PNK + ATP will do the job.

But, if you can afford it, its more reliable to order your oligos phophorylated already.

mike

If you are still having trouble, gel purify your oligos first on a polyacrylamide gel, then anneal the two oligos and phosphorylate them. Dephosphorylate your digested vector and gel extract that as well. Then set up your ligation in 10uL. I've done this many times and it will even work with the quick ligation kits. Good luck.

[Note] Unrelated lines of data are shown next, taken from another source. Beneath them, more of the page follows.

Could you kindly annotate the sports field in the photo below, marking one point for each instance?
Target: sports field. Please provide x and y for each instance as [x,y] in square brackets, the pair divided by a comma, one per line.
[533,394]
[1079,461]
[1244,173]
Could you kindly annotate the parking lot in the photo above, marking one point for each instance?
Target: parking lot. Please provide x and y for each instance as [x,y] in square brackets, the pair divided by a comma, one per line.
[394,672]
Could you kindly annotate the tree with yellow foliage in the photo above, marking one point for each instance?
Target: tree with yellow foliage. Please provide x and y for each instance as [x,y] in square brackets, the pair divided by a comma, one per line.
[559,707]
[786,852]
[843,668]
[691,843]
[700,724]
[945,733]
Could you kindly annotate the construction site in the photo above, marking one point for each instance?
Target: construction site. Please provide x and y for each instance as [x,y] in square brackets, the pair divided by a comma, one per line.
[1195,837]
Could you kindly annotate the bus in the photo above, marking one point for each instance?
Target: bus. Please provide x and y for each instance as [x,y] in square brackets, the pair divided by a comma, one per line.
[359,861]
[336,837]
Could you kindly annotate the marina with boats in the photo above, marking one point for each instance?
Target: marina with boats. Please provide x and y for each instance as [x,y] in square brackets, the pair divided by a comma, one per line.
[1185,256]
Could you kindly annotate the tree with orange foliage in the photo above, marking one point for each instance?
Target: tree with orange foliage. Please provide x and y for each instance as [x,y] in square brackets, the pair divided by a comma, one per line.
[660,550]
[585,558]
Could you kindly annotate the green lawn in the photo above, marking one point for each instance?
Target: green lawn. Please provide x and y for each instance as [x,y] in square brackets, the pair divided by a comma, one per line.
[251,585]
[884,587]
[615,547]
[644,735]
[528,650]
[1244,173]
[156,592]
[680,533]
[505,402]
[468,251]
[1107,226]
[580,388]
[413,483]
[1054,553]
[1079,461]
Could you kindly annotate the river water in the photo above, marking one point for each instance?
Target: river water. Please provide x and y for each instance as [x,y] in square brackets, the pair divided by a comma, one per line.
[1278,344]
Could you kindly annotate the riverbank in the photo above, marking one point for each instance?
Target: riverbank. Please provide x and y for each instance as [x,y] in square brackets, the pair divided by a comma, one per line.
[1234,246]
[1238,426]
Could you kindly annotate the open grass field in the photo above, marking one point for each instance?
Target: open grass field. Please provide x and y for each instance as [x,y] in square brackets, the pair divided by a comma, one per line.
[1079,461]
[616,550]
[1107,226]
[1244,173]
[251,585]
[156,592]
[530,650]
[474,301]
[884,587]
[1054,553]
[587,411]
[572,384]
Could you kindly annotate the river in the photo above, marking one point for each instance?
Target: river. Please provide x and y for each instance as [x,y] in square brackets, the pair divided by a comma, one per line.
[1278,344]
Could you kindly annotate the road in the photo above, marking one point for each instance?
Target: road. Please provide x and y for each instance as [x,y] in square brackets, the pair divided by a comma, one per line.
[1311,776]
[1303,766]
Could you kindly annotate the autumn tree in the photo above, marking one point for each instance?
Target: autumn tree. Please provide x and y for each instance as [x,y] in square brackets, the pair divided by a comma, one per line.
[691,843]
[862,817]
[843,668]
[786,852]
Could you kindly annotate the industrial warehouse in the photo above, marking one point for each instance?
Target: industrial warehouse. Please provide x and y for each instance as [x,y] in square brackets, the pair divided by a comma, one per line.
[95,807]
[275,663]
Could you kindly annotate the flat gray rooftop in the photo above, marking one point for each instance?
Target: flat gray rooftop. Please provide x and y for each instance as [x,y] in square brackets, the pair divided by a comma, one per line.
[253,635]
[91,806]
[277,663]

When ordering PCR primers or sequencing primers, typically around 20bases, it is not necessary to gel extract. When longer oligos are ordered for cloning, it is very important to have the exact sequence ordered. Since no companies can guarantee 100% efficiency in the synthesis, there will be a certain percentage of the Oligos received that is not full-lenght product. This amount increases exponentially as the oligo length increases. Gel extracting the oligos reduces the amount of shorter oligo product in your sample and thus increases the chances for a successful ligation.
I have worked with 60-90 base oligos and I always see a large amount of shorter products. If I do not gel extract first, I have never been able to clone the annealed oligos.
Good luck!

One potential problem with annealing two primers that contain restriction sites is that they also tend to ligate to themselves due to the inverted repeat nature of many restriction recognition sites.

Plug the sequences into the OligoAnalyzer program at the www.idtdna.com site and check for hairpins, homo-dimers and hetero-dimers.

For a 40 bp insert, phosphorylated insert:dephosphorylated vector ratios of 10:1 and 15:1 should be sufficient.